When it comes to the Soviet repressions against the Church, we have two phases of this occupation – 1939–1941 and 1944–1945. In the first period, the clergy did not find themselves on the front lines of the harsh repressive Soviet course. Taking the example of the four deportations deep into the Soviet Union, we do not see that the clergy were treated as a class that would be liquidated, like the gentry or Polish state officials.
The Soviets approached the people of the Church in a more flexible way. This was due to the fact that they used other tools for depolonization and atheization than the Germans. In fact, from the beginning of the occupation, Soviet law was in force in the Soviet Union from 1918, i.e. the so-called decree separating the state from the Church. This was connected with the rapid confiscation of all church property in the former Eastern Borderlands of the Second Polish Republic and the liquidation of all structures of the Catholic Church, including religious congregations. The priest did stay in his diocese or parish, but formally it was neither a diocese nor a parish. Atheization took place by minimizing the activity of the existing religious congregations or priests, by depriving them of their material resources overnight, and above all the right to catechesis. Intrusive Soviet propaganda became the main tool of atheization.
Was this policy successful for the Soviets?
Atheization did not take place because priests repeatedly violated Soviet law. They continued to conduct religion lessons or even tried to go beyond the allowed scope of the functioning of the closed space of the Catholic Church. Soviet law prohibited not only teaching children and adolescents religion, but also moving around in priestly clothes and using public space to manifest religiosity. Priests or nuns and religious people also tried to enter into various underground structures.
Although the priests themselves were not subject to massive physical repression in the form of execution or deportation, we know of priests who supported those who were suffering. It is worth recalling the figure of Tadeusz Fedorowicz from Lwów, who, seeing that the faithful were being deported, made the decision to submit himself for deportation. He received consent from the Archbishop Eugeniusz Baziak to carry out pastoral activity wherever the Soviet railway took him. Other priests were also involved with the deportees – wherever there were labor camps, there were also Polish priests who tried to support them spiritually.

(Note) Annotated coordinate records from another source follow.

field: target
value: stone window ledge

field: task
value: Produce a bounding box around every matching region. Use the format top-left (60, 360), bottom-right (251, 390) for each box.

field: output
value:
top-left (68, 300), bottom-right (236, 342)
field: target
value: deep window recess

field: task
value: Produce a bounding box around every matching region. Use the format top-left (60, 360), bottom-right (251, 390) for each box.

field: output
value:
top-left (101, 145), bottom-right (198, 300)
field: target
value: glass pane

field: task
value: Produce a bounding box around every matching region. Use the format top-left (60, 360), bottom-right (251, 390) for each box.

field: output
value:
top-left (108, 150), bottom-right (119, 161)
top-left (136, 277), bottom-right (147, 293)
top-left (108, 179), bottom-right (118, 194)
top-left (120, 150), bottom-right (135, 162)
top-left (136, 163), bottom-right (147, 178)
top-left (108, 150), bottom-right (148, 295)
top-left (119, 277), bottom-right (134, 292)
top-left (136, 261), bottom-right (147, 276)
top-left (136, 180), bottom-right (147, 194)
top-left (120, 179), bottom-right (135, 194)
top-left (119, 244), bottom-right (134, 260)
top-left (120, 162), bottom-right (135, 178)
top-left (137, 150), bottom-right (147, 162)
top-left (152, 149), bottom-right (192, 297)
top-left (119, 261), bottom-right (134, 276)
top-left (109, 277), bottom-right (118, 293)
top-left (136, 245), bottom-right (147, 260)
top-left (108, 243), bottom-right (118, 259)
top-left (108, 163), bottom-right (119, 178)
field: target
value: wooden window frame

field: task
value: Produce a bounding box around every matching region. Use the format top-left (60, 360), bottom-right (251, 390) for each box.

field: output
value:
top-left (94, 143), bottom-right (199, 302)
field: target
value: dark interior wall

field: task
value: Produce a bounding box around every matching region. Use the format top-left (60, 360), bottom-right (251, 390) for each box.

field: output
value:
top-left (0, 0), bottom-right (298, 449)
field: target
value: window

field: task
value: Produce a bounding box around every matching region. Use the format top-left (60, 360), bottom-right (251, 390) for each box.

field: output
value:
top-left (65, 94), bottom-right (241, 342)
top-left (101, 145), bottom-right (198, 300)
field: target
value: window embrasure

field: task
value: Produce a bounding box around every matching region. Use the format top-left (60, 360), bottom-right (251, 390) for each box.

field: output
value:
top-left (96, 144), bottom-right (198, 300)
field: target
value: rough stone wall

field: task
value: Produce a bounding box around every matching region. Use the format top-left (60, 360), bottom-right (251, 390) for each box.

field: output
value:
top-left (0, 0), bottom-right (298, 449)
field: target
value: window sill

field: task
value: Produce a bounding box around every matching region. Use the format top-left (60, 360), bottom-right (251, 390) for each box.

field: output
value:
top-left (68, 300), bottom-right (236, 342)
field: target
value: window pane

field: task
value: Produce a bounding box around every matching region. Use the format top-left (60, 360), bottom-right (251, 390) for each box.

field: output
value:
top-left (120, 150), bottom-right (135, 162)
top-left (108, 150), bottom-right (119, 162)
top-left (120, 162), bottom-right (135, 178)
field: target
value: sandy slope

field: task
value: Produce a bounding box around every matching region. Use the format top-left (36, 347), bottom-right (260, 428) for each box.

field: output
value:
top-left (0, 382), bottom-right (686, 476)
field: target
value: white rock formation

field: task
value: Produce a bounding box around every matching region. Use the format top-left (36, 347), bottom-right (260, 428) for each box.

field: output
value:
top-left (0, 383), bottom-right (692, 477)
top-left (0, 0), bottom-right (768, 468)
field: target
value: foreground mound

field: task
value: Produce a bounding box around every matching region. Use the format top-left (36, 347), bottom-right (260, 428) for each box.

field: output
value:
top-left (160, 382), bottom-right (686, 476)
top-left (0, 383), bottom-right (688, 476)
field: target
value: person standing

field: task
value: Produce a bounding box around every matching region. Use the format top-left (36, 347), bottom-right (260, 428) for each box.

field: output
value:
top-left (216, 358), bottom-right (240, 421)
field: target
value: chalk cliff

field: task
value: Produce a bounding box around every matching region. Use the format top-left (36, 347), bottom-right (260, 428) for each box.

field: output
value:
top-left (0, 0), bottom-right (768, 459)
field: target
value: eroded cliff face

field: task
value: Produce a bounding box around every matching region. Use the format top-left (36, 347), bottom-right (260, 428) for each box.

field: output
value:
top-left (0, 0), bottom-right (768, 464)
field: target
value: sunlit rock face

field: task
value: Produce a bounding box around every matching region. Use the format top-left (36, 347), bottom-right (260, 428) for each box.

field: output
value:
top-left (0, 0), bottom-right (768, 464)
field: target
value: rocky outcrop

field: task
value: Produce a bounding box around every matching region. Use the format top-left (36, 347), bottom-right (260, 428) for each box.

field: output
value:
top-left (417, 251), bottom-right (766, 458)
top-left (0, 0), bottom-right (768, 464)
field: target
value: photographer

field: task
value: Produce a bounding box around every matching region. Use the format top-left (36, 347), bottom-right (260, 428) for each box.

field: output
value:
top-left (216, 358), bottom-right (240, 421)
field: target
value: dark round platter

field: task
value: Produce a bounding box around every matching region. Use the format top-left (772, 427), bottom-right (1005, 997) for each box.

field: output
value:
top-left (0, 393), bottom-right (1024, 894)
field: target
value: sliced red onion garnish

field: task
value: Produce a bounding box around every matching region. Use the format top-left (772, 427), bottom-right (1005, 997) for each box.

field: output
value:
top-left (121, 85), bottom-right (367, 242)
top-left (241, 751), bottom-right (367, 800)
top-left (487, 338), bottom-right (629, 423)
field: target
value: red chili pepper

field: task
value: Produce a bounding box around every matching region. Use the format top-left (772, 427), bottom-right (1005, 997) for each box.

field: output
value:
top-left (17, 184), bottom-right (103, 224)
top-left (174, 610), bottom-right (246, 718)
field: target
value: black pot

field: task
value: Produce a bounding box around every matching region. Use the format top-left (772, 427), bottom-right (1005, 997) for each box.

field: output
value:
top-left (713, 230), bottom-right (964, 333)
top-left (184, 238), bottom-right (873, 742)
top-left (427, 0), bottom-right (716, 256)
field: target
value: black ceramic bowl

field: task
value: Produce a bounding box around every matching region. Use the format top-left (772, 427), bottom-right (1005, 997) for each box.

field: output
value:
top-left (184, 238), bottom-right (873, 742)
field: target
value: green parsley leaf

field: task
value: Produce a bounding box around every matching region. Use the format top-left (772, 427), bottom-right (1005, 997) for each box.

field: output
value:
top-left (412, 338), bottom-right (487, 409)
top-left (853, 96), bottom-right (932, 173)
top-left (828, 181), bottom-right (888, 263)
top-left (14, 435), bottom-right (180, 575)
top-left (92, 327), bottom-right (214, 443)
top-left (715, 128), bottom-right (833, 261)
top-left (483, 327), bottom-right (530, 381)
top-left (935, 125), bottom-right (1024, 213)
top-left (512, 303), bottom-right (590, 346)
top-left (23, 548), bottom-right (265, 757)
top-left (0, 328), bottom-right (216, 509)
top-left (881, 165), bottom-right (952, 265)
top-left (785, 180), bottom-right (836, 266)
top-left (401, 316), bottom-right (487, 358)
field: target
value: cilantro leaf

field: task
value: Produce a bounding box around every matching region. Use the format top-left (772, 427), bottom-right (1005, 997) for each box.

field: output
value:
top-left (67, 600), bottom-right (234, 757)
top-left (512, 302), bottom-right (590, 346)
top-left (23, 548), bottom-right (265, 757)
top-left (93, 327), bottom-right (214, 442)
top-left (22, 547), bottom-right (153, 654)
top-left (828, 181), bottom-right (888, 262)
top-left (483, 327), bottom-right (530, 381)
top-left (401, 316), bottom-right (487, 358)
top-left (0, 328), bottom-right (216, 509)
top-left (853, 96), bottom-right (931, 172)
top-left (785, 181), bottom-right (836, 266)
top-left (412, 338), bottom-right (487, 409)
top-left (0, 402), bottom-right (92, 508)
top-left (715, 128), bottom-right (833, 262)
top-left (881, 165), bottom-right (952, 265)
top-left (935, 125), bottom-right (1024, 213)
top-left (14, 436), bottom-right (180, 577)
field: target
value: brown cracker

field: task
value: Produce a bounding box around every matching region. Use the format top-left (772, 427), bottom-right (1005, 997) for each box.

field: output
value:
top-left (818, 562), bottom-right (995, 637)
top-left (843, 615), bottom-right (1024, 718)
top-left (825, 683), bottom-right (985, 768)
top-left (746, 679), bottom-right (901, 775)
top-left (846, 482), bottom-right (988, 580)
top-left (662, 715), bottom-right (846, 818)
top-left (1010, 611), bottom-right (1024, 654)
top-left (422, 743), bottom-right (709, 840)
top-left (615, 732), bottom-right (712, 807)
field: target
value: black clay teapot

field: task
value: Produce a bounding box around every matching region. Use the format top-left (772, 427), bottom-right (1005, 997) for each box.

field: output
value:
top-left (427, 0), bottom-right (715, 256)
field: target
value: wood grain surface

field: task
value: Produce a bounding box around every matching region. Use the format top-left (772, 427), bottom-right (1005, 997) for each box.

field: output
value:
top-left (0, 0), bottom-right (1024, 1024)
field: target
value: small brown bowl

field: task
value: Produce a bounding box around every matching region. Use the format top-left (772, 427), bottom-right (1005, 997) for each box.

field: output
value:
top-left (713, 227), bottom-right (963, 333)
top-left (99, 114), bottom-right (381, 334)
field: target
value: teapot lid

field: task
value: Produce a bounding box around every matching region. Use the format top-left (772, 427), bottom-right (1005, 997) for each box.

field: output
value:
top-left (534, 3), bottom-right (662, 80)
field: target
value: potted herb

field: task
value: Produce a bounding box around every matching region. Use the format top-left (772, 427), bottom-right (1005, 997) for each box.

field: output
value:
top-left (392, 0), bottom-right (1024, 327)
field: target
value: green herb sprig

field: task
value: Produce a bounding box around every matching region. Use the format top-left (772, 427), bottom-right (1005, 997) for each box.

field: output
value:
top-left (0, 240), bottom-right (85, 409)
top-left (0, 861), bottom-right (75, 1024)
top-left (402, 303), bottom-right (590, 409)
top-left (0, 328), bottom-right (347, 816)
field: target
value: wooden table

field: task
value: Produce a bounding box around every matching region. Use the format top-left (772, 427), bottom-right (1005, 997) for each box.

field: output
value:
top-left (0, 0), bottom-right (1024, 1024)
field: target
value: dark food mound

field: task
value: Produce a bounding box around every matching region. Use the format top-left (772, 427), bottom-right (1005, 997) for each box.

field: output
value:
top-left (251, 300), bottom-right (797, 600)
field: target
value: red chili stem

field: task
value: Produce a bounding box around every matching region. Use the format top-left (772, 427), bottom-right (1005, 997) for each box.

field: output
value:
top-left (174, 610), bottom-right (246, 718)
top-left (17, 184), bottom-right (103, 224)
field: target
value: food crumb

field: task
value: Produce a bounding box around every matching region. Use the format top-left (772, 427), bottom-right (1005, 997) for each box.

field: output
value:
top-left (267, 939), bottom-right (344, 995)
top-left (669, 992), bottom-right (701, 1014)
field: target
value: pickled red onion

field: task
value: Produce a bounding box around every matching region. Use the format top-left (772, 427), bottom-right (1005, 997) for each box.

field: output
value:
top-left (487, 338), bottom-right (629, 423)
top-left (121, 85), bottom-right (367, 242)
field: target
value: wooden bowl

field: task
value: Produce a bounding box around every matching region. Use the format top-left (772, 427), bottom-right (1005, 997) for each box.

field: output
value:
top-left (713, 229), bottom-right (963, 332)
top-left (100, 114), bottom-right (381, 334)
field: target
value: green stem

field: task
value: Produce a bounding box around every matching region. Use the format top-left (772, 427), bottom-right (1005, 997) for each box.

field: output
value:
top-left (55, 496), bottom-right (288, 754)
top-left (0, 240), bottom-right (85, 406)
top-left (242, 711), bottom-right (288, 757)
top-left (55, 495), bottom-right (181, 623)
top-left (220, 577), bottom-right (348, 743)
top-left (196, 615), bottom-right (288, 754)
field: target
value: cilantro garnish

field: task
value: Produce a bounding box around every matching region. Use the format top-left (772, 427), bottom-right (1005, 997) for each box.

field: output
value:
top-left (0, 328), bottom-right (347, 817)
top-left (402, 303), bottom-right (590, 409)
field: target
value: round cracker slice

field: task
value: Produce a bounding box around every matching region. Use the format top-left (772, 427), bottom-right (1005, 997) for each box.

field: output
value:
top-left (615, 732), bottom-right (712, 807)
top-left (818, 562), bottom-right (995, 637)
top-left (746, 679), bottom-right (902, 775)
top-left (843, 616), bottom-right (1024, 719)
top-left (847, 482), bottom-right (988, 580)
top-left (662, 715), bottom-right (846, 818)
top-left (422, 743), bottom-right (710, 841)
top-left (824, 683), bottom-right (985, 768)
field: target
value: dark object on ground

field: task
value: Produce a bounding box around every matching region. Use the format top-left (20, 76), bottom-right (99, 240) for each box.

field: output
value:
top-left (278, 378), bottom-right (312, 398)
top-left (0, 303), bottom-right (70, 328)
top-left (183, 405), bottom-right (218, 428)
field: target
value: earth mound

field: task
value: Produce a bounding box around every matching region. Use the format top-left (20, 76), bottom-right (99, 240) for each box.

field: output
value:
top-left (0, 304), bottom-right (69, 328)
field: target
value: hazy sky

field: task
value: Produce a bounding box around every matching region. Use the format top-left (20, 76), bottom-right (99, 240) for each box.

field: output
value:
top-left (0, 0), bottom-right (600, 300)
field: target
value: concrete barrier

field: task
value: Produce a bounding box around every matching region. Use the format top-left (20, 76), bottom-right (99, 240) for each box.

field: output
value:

Did the attitude of the Soviets towards the Church change in the second phase of the occupation?
In 1944–1945 the Soviets were much more ruthless when it came to treating priests. Priests were arrested under various pretexts. The most glaring example of this repressive policy against the people of the Church was the arrest of Bishop Adolf Szelążek, who was accused in January 1945 of breaking Soviet law, and his trial was a legal curiosity. He was accused, inter alia, of conducting anti-Soviet activities as the bishop of Lutsk, i.e. the superior of the diocese in the Second Polish Republic, even before the war.
Are we able to estimate how many Polish Catholic clergy died during the war?
Under the German occupation – about two thousand Polish priests and religious people, as well as several hundred nuns. This is over 20% of the pre-1939 Catholic clergy. Many of them died only because they were priests, many because of their solidarity with the nation fighting for freedom, such as priests – chaplains during the Warsaw Uprising, present in partisan units or in the Polish Armed Forces. When we try to compare it with people of other intellectual professions, it is undoubtedly the most painful loss. The vast majority of the priests who died during the war belonged to those archdioceses and dioceses whose lands were directly incorporated into the Third Reich in 1939. This is the statistical dimension of this great sacrifice that Polish priests of the Roman Catholic Church made as part of their vocation.